The night will take the form of a Bingo Bongo night which will be the first of these types of night in Portlaoise. "It's not bingo by a long shot, it's closer to a mad disco with bits of bingo added," explained one of the organisers, Christy Bannon. 

In aid of Midlands Living Links support group, it will take place in Grellan Delaney's in Portlaoise on Saturday, June 1 beginning at 9pm. 

The event was launched this week in Shelley's bar. 

"We lost someone very dear to us all and this is an opportunity to remember him, celebrate his life and raise money for a charity that is helping people here in the locality," said Christy Bannon.  

Rita Madden, co-ordinator with Midlands Living Links, outlined the work of the suicide bereavement support service which works in Laois, Offaly, Westmeath and Longford. 

"We are a community level support group, comprised of volunteers, and the service is free of charge. We meet with people  one to one, meet families and groups. We do education talks for Grow. We also attend coroners courts, which are a particularly rough day for families. We try to relieve some of the stress and meet the needs of families who have lost a loved one."

Christy Bannon outlined his own involvement in the event. "I've been  been talking publicly about suicide for about three years. I got involved in the Cycle against Suicide and three to four days of doing that saved my life. 

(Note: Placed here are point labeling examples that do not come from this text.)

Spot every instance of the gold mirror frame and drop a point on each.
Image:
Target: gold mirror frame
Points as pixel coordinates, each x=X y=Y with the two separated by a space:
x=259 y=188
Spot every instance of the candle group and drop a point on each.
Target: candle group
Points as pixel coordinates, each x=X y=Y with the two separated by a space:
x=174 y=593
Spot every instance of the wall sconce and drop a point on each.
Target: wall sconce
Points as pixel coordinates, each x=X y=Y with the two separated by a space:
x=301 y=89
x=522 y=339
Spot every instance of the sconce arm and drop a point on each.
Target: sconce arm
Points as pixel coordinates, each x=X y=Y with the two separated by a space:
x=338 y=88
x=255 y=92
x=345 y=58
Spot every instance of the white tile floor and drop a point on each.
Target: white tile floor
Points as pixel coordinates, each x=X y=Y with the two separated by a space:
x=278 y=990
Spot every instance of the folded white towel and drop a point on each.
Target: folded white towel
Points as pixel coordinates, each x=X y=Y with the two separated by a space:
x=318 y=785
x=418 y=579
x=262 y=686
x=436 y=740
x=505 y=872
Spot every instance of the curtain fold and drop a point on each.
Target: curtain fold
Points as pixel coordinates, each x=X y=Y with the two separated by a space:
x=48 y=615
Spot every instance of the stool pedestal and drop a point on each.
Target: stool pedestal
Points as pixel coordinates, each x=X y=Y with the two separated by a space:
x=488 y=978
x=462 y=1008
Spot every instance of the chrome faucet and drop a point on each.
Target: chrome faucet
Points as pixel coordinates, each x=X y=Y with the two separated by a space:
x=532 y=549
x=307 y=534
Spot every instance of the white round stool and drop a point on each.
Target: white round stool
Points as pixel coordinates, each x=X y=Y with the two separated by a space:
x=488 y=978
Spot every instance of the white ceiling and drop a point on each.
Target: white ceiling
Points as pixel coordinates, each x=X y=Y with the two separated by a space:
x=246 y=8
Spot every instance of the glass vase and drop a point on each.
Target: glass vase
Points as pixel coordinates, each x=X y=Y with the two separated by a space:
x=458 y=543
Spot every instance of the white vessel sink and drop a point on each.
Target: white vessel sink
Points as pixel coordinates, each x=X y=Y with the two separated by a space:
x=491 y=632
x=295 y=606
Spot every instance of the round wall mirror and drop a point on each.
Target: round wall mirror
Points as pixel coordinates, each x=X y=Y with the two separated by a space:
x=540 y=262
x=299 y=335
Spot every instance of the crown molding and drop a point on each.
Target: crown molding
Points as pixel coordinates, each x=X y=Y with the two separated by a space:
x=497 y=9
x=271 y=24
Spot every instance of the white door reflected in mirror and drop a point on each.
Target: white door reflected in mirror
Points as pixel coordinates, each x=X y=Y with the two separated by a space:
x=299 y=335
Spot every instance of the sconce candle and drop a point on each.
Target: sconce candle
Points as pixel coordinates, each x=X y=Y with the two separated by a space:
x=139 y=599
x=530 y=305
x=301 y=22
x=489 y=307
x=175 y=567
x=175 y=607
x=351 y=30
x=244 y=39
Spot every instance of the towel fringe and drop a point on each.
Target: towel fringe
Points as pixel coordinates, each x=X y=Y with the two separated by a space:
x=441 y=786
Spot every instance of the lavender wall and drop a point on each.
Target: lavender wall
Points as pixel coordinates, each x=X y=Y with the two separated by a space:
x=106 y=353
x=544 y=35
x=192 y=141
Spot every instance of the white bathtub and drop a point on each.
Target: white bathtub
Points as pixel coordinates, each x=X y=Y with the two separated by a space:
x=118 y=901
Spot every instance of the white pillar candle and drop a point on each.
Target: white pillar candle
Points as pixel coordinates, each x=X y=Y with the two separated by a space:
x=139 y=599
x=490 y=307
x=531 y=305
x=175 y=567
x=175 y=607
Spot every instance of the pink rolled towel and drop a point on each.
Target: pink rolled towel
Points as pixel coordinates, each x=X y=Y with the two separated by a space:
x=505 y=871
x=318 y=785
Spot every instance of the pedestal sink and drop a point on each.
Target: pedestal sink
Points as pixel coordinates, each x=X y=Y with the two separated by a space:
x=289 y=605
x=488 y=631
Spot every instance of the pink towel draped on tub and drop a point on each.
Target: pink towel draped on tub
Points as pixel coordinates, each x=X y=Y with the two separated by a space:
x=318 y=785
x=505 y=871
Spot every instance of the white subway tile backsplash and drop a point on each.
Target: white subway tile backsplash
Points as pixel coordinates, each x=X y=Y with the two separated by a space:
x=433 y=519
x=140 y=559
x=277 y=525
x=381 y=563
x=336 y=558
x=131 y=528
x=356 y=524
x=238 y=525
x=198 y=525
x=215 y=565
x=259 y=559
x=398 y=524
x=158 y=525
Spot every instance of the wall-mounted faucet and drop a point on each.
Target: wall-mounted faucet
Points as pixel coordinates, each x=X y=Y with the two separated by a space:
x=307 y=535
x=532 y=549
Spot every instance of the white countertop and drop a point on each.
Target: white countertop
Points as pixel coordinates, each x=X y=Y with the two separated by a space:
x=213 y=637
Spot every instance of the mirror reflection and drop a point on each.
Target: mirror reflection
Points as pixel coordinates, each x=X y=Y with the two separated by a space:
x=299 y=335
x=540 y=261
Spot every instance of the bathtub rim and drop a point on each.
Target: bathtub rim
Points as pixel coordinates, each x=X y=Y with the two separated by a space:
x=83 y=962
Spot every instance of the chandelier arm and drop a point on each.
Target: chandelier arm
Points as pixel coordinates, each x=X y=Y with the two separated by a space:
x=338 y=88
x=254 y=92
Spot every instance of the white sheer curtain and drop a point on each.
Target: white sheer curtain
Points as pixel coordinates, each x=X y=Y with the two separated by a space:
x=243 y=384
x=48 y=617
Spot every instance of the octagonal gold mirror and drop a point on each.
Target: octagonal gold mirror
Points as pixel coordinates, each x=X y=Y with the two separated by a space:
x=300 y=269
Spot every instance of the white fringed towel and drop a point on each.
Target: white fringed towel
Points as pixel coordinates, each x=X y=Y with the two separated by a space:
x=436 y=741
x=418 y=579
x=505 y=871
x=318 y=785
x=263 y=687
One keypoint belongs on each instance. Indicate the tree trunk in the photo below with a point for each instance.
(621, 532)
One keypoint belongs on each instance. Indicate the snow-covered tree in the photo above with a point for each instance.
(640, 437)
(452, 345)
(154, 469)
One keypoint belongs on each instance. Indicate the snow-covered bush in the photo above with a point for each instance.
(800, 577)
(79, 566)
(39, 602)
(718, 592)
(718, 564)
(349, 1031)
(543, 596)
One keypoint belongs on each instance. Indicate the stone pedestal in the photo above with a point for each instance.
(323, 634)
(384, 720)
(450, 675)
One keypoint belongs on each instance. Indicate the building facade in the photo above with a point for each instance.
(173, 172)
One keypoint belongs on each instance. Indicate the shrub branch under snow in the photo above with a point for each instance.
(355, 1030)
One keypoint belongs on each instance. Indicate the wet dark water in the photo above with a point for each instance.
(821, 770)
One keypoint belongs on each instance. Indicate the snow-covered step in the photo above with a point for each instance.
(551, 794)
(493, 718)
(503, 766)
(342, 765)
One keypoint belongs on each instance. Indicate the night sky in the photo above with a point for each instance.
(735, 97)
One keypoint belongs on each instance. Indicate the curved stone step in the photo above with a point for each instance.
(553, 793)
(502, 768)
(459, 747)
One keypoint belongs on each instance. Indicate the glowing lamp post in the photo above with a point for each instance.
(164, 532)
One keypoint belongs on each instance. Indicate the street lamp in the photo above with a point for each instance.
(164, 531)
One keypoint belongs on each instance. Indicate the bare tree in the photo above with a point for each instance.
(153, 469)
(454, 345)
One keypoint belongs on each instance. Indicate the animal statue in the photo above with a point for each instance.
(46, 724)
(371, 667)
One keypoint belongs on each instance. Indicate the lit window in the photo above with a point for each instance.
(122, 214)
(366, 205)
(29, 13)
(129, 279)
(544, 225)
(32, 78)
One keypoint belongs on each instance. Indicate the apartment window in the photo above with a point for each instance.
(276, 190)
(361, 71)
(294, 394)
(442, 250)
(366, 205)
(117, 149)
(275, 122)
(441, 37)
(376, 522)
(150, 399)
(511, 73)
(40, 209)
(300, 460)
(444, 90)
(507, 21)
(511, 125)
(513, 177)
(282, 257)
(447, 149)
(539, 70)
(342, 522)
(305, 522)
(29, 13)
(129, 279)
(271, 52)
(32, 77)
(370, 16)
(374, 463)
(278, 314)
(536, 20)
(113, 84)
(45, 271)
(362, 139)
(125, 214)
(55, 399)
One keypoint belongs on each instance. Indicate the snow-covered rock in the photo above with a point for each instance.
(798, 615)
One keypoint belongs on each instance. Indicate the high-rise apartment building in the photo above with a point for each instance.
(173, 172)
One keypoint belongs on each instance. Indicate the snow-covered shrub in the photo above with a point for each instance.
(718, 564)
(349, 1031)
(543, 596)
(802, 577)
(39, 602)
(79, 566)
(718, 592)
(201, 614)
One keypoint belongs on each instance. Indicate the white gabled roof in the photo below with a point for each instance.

"I had contemplated it, but never spoke about it to anyone. It was just by luck I came across something that made me realise I wasn't on my own, that there were plenty of people out there like me. Men don't talk especially. We need to get people to understand and talk about these things. If having nights like this, where we have a bit of craic but there is a serious message, then that can only be a good thing. 

"Current World Health Organisation figures show that one in four people have a mental health problem. If that is not normal then what is. Talking about it afterwards will never give us the answers we want."

Christy remembered Dave Rafter. "I never saw him not working. We all have very fond memories of him." 

Richie Reid, who lost his son Denis to suicide, also spoke. "Until it comes to your door you think you are safe. We, as a family, try to lift the stigma that surrounds suicide. People like Dave and Denis are good people. They were just normal everyday people who found life a bit hard. The stigma and ignorance surrounding suicide is just wrong. 

"We had to do something. I ran two marathons. We are not in the stone age anymore. We are going to talk about it. We are not embarrassed over them, we are proud of them. We will get through this."

A number of local businesses have already donated prizes for the night.